Christmas Banned
If you take a few moments to research this subject, you will find that Christmas has no roots in true Christianity. Many Bible scholars of various religious denominations acknowledge this. With that in mind, it should not surprise you that in England, Cromwell’s Parliament decreed in 1647 that Christmas be a day of penance and then banned it outright in 1652. Parliament purposely met on December 25 every year from 1644 to 1656. According to historian Penne L. Restad, “ministers who preached on the Nativity risked imprisonment. Churchwardens faced fines for decorating their churches. By law, shops stayed open on Christmas as if it were any regular business day.” Why such drastic measures? Puritan reformers believed that the church should not create traditions that did not exist in the Scriptures. They actively preached and distributed literature denouncing Christmas celebrations.
Similar attitudes were evident in North America. Between the years 1659 and 1681, Christmas was banned in the Massachusetts Bay Colony. According to the law enacted then, Christmas was not to be observed in any form or fashion. Violators were subject to a fine. Not only were Puritans in New England uncomfortable with celebrating Christmas but some groups in the middle colonies were also. Pennsylvania Quakers were as adamant as the Puritans in their view of the celebration.
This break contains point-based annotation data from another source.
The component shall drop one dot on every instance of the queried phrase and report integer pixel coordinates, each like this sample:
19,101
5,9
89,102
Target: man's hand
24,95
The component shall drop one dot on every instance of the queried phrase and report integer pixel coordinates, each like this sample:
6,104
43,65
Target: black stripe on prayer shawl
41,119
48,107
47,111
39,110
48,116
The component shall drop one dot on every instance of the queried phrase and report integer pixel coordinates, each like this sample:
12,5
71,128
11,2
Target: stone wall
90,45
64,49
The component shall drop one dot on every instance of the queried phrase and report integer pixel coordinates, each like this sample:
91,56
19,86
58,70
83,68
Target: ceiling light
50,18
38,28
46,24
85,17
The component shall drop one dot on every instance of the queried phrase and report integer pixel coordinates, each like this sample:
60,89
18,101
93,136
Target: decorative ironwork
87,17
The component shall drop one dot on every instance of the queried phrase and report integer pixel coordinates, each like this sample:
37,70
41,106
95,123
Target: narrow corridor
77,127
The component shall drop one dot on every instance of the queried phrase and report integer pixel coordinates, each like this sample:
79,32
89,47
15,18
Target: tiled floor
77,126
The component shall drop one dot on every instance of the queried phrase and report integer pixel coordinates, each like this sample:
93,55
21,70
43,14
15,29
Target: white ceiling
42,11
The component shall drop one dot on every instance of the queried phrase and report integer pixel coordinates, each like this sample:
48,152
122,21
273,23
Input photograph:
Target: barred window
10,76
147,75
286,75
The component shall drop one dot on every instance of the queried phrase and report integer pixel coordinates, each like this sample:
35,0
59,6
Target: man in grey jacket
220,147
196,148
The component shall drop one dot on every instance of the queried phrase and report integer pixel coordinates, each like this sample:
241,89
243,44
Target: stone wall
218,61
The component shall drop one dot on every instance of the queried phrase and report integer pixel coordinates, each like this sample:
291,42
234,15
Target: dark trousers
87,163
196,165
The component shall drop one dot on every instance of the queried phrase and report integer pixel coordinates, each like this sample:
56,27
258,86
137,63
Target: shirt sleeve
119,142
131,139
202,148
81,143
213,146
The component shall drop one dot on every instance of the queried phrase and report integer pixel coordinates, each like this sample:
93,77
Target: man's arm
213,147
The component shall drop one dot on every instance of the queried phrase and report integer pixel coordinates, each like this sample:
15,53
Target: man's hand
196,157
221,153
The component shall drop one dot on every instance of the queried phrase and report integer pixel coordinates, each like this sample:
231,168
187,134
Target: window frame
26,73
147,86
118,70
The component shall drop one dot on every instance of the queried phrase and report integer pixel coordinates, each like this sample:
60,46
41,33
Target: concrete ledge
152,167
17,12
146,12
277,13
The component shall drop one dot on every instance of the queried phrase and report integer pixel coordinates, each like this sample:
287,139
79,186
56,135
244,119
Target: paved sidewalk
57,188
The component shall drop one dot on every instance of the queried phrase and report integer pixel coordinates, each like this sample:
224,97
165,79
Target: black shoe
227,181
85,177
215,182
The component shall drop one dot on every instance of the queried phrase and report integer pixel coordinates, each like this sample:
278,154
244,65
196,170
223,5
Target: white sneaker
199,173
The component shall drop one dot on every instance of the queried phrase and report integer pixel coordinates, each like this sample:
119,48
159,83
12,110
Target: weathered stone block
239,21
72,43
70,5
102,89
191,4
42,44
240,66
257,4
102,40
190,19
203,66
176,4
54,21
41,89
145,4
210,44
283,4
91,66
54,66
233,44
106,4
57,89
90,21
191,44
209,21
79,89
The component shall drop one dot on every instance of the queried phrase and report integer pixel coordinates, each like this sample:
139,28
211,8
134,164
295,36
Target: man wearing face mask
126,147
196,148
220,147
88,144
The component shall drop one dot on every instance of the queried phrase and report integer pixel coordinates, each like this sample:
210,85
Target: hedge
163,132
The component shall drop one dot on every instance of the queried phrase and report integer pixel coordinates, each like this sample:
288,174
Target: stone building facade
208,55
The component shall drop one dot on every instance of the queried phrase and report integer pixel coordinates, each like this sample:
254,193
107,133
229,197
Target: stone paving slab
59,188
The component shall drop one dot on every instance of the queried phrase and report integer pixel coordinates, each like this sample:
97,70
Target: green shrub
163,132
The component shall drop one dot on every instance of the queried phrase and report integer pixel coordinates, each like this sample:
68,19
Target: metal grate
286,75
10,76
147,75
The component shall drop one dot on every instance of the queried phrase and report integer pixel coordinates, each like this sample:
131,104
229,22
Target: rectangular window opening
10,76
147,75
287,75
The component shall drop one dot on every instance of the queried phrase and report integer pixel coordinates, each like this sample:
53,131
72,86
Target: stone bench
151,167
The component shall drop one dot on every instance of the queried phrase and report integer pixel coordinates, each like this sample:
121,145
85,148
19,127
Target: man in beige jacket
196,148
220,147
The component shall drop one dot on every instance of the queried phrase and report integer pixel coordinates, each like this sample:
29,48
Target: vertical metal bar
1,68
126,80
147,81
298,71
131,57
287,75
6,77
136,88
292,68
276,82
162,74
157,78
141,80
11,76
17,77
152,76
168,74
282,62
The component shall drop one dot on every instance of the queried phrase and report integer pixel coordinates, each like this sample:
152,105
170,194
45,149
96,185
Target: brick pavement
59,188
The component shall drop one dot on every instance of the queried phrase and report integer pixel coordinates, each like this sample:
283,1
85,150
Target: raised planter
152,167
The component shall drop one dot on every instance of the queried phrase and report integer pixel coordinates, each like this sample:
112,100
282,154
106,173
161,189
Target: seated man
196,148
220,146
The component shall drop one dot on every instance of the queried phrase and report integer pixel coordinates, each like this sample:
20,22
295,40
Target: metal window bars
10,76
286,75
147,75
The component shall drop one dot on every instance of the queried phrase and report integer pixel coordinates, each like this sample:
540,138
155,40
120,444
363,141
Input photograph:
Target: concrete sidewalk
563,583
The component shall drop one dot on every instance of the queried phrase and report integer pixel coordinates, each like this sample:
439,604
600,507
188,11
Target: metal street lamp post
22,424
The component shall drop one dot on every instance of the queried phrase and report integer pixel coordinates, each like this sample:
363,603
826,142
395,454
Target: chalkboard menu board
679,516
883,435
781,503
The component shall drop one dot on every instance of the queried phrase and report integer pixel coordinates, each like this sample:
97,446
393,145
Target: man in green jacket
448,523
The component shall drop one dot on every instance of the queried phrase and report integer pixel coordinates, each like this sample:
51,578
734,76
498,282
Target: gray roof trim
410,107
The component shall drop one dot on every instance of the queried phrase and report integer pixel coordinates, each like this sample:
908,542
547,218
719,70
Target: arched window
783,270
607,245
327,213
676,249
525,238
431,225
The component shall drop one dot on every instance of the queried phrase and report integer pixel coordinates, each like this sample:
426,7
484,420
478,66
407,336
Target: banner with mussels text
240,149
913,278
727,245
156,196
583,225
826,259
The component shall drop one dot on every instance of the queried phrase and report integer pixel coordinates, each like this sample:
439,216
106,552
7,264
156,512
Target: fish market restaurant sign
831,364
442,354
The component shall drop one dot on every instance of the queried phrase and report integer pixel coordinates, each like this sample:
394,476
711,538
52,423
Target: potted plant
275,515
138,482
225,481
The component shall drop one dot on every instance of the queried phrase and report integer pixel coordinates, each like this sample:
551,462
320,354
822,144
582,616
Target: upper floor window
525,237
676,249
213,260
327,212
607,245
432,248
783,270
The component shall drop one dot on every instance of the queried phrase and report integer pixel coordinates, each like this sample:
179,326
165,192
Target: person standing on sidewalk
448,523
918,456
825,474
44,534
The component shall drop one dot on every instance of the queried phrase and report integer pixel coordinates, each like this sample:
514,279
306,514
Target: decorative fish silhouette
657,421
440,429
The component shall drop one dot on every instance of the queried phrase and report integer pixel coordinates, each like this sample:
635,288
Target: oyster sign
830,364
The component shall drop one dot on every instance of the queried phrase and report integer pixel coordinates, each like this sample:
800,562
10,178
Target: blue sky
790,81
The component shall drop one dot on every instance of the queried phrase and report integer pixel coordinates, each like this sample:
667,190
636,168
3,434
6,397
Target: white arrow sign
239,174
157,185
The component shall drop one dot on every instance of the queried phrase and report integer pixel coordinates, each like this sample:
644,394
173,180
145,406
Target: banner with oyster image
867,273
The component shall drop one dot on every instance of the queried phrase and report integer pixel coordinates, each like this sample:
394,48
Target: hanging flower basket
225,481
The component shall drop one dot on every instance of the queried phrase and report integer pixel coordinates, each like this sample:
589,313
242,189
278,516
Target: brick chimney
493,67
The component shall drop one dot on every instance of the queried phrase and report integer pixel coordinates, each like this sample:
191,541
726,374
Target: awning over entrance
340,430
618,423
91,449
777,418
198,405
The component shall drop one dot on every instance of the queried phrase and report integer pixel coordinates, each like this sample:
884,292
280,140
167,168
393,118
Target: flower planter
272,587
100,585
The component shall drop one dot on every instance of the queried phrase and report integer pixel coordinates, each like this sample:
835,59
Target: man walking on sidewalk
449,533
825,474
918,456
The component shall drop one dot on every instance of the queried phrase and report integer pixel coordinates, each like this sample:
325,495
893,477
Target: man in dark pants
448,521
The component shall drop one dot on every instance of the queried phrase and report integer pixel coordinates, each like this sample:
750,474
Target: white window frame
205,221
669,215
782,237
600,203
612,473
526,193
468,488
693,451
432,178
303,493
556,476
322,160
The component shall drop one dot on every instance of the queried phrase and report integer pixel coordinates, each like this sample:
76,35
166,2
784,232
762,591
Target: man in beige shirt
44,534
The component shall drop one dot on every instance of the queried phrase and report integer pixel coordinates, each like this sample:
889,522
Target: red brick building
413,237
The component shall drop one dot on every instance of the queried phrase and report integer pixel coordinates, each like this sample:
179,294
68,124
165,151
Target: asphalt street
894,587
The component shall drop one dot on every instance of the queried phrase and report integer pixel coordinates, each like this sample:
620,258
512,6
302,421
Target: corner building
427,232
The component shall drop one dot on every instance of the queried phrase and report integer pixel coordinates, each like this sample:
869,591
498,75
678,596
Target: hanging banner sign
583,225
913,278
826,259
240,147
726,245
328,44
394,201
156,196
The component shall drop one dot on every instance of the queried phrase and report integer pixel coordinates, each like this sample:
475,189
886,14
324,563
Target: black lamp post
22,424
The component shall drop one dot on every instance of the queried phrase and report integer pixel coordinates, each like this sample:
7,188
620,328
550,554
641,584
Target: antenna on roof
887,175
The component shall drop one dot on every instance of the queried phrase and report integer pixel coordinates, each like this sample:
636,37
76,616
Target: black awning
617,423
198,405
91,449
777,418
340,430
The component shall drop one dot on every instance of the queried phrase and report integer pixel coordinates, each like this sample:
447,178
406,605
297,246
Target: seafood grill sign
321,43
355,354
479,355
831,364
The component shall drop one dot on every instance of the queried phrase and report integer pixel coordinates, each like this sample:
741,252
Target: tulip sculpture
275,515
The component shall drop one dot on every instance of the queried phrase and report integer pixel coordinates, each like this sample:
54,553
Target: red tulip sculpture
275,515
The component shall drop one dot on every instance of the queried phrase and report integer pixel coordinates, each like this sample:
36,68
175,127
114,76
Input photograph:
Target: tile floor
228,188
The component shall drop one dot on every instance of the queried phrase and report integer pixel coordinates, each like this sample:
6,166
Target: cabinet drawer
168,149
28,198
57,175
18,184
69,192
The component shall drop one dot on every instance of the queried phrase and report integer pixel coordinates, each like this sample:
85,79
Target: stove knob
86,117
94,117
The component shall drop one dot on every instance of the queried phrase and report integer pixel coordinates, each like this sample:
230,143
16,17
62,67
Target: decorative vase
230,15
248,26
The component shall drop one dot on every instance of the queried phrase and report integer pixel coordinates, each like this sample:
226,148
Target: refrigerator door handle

One source says that “shortly after Americans had won their independence, Elizabeth Drinker, a Quaker herself, divided Philadelphians into three categories. There were Quakers, who ‘make no more account of it [Christmas] than another day,’ those who were religious, and the rest who ‘spend it in riot and dissipation.’”
Henry Ward Beecher, a renowned American preacher who was raised in an orthodox Calvinist household, knew little about Christmas until he was 30 years old. “To me Christmas was a foreign day,” wrote Beecher in 1874.
The early Baptist and Congregationalist churches also found no Scriptural grounds for celebrating Christ’s birth. One source notes that it was not until December 25, 1772, that the Baptist Church of Newport [Rhode Island] observed Christmas for the first time. This was approximately 130 years after the founding of the first Baptist church in New England.